The use of calcineurin inhibitors was associated with reduced short- and long-term mortality in septic patients without an increased incidence of new-onset infections, hyperkalemia, severe hypertension, or acute kidney injury (AKI). However, CNI use may lead to adverse effects, such as liver injury and mild hypertension.

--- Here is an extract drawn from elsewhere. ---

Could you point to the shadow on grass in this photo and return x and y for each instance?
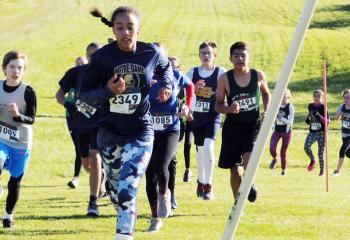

脓毒症的特征是对感染的免疫反应失调。钙调神经磷酸酶抑制剂(CNIs)作为常用的免疫抑制剂,具有独特的特性,可能有助于减轻脓毒症中过度活跃的免疫反应,从而可能改善患者预后。本研究旨在评估CNIs是否能改善脓毒症患者的预后,并评估任何相关的不良反应。
我们利用重症监护医学信息集市IV 2.2(MIMIC-IV 2.2)数据库,识别接受CNIs治疗的脓毒症患者和未接受治疗的患者。采用倾向评分匹配(PSM)来平衡CNI使用组和非使用组之间的基线特征。主要结局是28天死亡率,使用Kaplan-Meier方法和Cox比例风险回归模型进行分析,以检验CNI使用与患者生存之间的关系。
从MIMIC-IV数据库中,识别出22517例脓毒症患者。经过倾向评分匹配后,对874例患者的样本进行了分析。在单变量Cox风险分析中,CNI组的28天死亡风险显著低于非使用组(HR:0.26;95%CI:0.17,0.41)。Kaplan-Meier生存曲线也显示,与非使用者相比,CNI使用者的28天和365天生存率显著更高(对数秩检验p值 = 0.001)。未发现CNI使用与新发感染风险增加之间存在显著关联(p = 0.144),但观察到与轻度高血压(P < 0.001)和肝损伤(P < 0.)之间存在关联。
使用钙调神经磷酸酶抑制剂与脓毒症患者短期和长期死亡率降低相关,且新发感染、高钾血症、重度高血压或急性肾损伤(AKI)的发生率未增加。然而,使用CNI可能会导致不良反应,如肝损伤和轻度高血压。